The Old Journalism v. The New – The New Republic and Vox.com!

Dear Commons Community,

Ross Douthat has a column today in the New York Times comparing the fates of print-based and web-based media using The New Republic and Vox.com as cases in point. Douthat writes:

“On Thursday, The New Republic, a storied liberal magazine..saw its editor in chief and literary editor sacked by a pair of figures out of a Silicon Valley satire — a tech almost-billionaire, Chris Hughes, who won the meritocracy’s equivalent of the lottery when he roomed with Mark Zuckerberg at Harvard, and Hughes’s digital guru, Guy Vidra, whose plan for vertical integration with the singularity can now proceed apace.

Mass resignations followed; eulogies were penned for the T.N.R.-that-was. (And, admittedly, that hadn’t really existed for some time.) But the most interesting in memoriam came from Ezra Klein, Vox.com’s editor in chief, because he wrote as a spokesman for a new model of political journalism pronouncing a parting benediction on the old one.

“The eulogy that needs to be written,” Klein argued, is actually for an entire kind of publication — the “ambitious policy magazine,” whether on the left or right, that once set the terms of Washington’s debates.

With the emergence of the Internet, those magazines lost their monopolies, and the debate “spilled online, beyond their pages, outside their borders,” with both new competitors and specific voices (Klein kindly cites my own) becoming more important than before.

As Klein correctly implies, this shift has produced a deeper policy conversation than print journalism ever sustained. Indeed, the oceans of space online, the easy availability of studies and reports, the ability to go endless rounds on topics — plus the willingness of many experts to blog and bicker for the sheer fun of it! — has made the Internet era a golden age for technocratic argument and data-driven debate.”

Klein concludes, “something is being lost in the transition from policy magazines to policy websites, and it’s still an open question how much of it can be regained.”

In response to Klein, Douthat comments:

“All of this is sensible and true. But there’s one large amendment that needs to be offered.
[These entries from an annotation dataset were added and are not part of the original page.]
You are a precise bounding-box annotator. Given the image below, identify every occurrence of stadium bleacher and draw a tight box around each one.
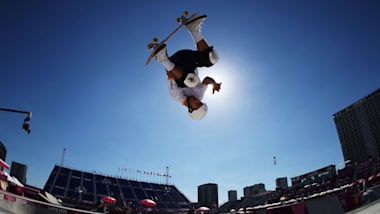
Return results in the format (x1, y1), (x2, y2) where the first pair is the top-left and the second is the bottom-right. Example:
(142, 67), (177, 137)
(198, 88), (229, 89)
(43, 165), (190, 212)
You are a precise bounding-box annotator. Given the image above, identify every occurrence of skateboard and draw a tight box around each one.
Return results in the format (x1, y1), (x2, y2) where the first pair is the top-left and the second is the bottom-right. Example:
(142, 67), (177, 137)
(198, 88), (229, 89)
(145, 11), (206, 65)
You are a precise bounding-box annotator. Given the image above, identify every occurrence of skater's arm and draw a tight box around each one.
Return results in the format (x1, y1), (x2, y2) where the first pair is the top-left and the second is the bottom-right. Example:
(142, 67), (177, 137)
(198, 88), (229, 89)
(202, 77), (222, 93)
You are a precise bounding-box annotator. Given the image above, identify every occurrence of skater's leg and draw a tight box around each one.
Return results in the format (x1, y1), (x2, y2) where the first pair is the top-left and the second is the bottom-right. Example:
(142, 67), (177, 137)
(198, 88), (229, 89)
(156, 45), (188, 79)
(186, 16), (219, 67)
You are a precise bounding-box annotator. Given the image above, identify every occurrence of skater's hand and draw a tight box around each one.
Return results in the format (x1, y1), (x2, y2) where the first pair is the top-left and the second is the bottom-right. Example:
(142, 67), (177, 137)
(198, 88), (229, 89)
(212, 83), (222, 94)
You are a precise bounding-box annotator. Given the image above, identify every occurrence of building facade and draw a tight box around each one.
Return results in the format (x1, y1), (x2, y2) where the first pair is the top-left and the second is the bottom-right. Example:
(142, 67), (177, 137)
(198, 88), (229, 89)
(333, 89), (380, 163)
(198, 183), (219, 208)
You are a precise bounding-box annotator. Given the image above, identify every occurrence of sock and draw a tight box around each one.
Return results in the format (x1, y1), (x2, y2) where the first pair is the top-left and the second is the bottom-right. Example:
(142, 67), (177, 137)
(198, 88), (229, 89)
(161, 59), (175, 71)
(190, 32), (203, 43)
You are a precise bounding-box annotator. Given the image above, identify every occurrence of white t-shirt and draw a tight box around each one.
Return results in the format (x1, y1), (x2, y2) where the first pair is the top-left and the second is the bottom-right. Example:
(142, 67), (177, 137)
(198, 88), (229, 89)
(168, 77), (207, 104)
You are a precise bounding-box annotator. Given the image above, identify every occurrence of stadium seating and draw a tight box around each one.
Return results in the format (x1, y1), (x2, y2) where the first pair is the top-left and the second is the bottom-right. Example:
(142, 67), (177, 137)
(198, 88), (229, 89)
(43, 165), (190, 212)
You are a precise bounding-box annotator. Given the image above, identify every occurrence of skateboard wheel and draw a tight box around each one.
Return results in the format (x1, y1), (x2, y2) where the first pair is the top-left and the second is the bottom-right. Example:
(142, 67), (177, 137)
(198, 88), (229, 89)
(148, 43), (154, 50)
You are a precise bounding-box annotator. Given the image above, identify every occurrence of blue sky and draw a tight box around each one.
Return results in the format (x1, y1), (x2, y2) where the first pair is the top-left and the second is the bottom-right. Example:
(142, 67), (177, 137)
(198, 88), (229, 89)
(0, 0), (380, 203)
The New Republic as-it-was, the magazine I and others grew up reading, was emphatically not just a “policy magazine.” It was, instead, a publication that deliberately integrated its policy writing with often-extraordinary coverage of literature, philosophy, history, religion, music, fine art.

It wasn’t just a liberal magazine, in other words; it was a liberal-arts magazine…

So when we talk about what’s being lost in the transition from old to new, print to digital, it’s this larger, humanistic realm that needs attention. It isn’t just policy writing that’s thriving online; it’s anything that’s immediate, analytical, data-driven — from election coverage to pop culture obsessiveness to rigorous analysis of baseball’s trade market. And since today’s liberalism is particularly enamored of arc-of-history arguments that either condemn or implicitly whisk away the past, this may be a particular problem for the Internet-era progressive mind.

The peril isn’t just that blithe dot-com philistines will tear down institutions that once sustained a liberal humanism. It’s that those institutions’ successors won’t even recognize what’s lost.”

They will not recognize what’s lost indeed.  It reminds me a little bit of the scene from Charles Dickens, A Christmas Carol, when Scrooge and Marley buy out their former employer Fezziwig.